Sometimes, you might just get higher or lower ODs than normal due to using, for example, a different batch of detection reagent (e.g. TMB). So, while your absorbance/OD values may fluctuate assay to assay, the assay itself should still be reliable if everything else is the same.
Again, having run QC samples would help hugely with confidence in the assay here.
If this is the first time you’ve run this ELISA from a specific manufacturer, make sure you’re using the suggested curve fitting model. Usually, this is a 4 or 5 parameter logistic curve fitting model (4-PL or 5-PL). However, different software may give slightly different fits, so you could try others (e.g. log-log) to see if that gives you a better fit.
The key is consistency, however.
So, if you’ve always used a 4-PL curve fit before on this assay (not every assay from a manufacturer uses the same curve fit – it’s just a model of the assay) and suddenly that doesn’t work, we’d recommend running the assay again. Suddenly switching to a different curve fit may mean your results are no longer comparable between assays. Especially if you require absolute values.
Pipetting errors, such as too much or too little sample, or high CVS, can easily occur when adding samples to a plate.
It may be obvious that you’ve transposed one standard for another on the curve (i.e. the 10 ng/mL sample has a higher OD than the 30 ng/mL standard, but otherwise it all seems normal). If that’s the case this can be easily fixed in your curve analysis software.

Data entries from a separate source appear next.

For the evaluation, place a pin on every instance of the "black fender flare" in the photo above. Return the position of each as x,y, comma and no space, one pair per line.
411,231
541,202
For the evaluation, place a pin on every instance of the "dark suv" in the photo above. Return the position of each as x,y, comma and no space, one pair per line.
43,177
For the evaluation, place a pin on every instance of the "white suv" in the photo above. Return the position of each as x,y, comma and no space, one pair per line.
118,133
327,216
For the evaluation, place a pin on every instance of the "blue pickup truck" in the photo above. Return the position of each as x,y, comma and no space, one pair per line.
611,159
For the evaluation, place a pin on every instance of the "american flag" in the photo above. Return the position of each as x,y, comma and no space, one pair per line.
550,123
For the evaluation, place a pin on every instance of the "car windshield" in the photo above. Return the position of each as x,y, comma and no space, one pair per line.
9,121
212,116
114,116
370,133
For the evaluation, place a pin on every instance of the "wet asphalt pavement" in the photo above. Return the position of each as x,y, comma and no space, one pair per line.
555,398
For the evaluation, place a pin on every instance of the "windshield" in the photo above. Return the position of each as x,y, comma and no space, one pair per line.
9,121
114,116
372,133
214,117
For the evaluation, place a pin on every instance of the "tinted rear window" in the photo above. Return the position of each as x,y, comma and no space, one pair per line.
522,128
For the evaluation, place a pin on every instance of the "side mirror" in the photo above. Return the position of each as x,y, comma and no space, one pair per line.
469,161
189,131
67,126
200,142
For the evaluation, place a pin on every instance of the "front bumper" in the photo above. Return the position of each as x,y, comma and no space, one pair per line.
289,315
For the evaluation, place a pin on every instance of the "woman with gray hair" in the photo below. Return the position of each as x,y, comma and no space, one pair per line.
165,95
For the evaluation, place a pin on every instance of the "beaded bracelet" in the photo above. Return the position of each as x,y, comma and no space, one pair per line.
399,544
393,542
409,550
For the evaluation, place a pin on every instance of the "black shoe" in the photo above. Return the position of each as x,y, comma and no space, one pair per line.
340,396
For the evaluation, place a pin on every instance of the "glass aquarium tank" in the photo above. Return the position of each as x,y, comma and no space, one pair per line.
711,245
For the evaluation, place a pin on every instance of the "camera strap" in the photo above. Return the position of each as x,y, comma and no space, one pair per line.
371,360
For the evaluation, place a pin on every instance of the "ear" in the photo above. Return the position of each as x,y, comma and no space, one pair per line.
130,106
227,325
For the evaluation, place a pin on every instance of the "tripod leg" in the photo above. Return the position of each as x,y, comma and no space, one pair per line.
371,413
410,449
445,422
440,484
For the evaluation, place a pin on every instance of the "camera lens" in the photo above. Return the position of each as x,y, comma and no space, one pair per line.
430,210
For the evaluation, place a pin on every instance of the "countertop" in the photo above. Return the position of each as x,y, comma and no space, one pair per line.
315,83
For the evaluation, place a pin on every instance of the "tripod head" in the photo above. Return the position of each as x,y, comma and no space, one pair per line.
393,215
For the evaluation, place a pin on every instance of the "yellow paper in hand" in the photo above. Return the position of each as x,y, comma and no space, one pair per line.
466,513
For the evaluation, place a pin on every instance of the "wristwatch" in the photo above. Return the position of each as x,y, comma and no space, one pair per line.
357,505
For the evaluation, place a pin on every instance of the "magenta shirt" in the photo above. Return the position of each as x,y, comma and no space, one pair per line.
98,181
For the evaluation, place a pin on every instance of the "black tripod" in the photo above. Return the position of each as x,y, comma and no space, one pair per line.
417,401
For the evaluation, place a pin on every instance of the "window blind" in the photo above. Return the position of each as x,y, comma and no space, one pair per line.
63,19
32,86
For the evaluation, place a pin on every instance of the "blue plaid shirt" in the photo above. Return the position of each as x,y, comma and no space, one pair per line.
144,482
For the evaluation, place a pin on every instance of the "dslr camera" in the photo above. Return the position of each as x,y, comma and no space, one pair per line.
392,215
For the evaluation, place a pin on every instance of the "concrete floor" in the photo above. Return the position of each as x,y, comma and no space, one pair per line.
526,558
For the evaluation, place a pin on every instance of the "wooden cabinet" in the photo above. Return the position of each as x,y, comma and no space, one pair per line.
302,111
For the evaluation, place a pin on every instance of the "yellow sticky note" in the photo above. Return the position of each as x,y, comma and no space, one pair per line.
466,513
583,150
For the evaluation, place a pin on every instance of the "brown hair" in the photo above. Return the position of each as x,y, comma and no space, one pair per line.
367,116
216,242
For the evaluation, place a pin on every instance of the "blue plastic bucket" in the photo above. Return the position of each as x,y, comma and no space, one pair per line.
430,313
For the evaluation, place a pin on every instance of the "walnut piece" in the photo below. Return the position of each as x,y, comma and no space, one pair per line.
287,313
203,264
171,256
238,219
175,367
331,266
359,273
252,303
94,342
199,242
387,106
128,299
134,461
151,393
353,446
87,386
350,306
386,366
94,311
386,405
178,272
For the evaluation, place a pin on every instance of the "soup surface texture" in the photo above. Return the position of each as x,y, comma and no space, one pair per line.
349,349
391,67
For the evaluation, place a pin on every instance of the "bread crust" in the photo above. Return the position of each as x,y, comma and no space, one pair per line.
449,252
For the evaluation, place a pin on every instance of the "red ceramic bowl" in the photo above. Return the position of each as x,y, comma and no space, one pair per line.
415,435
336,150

Poor CV’s in standard duplicates can be a sign of pipetting error and reduces the reliability of your standard curve. This can’t really be fixed after the fact, meaning the assay may have to be repeated.
Also, be sure to double check that your pipettes are calibrated, especially when using a multichannel pipette.
Try to keep any tubes used for preparing standards, QC samples and samples to one side until you have finished your assay and analysed the results.
This can be an invaluable way of double checking you haven’t made a dilution mistake or accidentally mixed up tubes when you subsequently spot an error. For example, sample and tube transpositions can be noticed, or a higher or lower residual volume in a tube can indicate a preparation error.